A Rights-based approach to address maternal mortality and morbidity: Statement by Ms. Navanethem Pillay United Nations High Commissioner for Human Rights

14 June 2010

Geneva, 14 June 2010

Mr. President,
Excellencies,
Distinguished Panelists,
Ladies and Gentlemen,

Let me applaud the Council for highlighting maternal mortality and morbidity and for requesting my Office to report to the Council in this regard. I appreciate the opportunity to open this panel which will discuss the report entitled “Preventable Maternal Mortality and Morbidity and Human Rights” that my Office has prepared for this Council’s session pursuant to resolution 11/8. The panel will shed further light on this topic’s important links with human rights.

Human rights dimensions

I see the Human Rights Council’s discussion of the human rights dimensions of maternal mortality and morbidity as a milestone in its efforts and commitment to work on women’s rights. There are multiple human rights dimensions to maternal mortality and morbidity, ranging from how these compromise the right to life, to be equal in dignity, to education, to be free to seek receive and impart information, to enjoy the benefits of scientific progress, to freedom from discrimination, and the highest attainable standard of physical and mental health.  These issues also are relevant to the enjoyment of other human rights including, for example, the right to be free from cruel, inhumane and degrading treatment, the right to privacy and the right to an effective remedy.

Scale and causes

According to the latest UN official figures, 529,000 women die every year from pregnancy-related causes.
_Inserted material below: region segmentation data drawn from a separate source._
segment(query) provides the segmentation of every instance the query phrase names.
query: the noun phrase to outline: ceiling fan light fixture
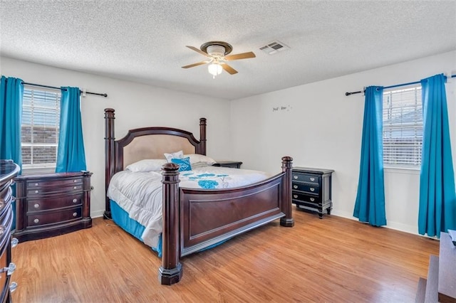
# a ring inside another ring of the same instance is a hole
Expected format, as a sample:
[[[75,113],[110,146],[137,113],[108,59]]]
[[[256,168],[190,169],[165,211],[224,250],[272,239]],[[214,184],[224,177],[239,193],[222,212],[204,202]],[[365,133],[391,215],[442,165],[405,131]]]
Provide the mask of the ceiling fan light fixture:
[[[215,78],[215,76],[222,73],[222,65],[218,62],[213,62],[207,65],[207,70],[209,73],[212,75],[212,78]]]

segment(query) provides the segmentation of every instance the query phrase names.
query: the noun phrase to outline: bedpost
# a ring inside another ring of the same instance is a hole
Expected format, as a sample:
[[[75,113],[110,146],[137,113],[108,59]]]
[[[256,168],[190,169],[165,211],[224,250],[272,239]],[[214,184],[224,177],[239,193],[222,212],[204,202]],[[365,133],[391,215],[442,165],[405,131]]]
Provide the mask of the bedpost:
[[[294,220],[291,213],[291,169],[293,166],[293,158],[291,156],[282,157],[282,171],[285,173],[282,188],[282,212],[285,217],[280,218],[280,225],[285,227],[293,227]]]
[[[200,145],[197,154],[206,155],[206,118],[200,118]]]
[[[163,231],[162,232],[162,266],[158,280],[171,285],[180,281],[182,265],[179,262],[179,166],[167,163],[162,167],[163,179]]]
[[[114,150],[114,109],[105,109],[105,213],[103,218],[111,218],[111,206],[108,198],[108,186],[114,175],[115,154]]]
In simple terms this is one death every minute. Meanwhile for every maternal death, an estimated 20 women suffer pregnancy-related injuries and disabilities - including in many cases, long-term disabilities such as organ prolapse, infertility, obstetric fistula or incontinence.   These affect approximately 10 million women annually.  Pregnancy and childbirth constitute particularly high risks for girls and adolescents whose bodies are not fully developed.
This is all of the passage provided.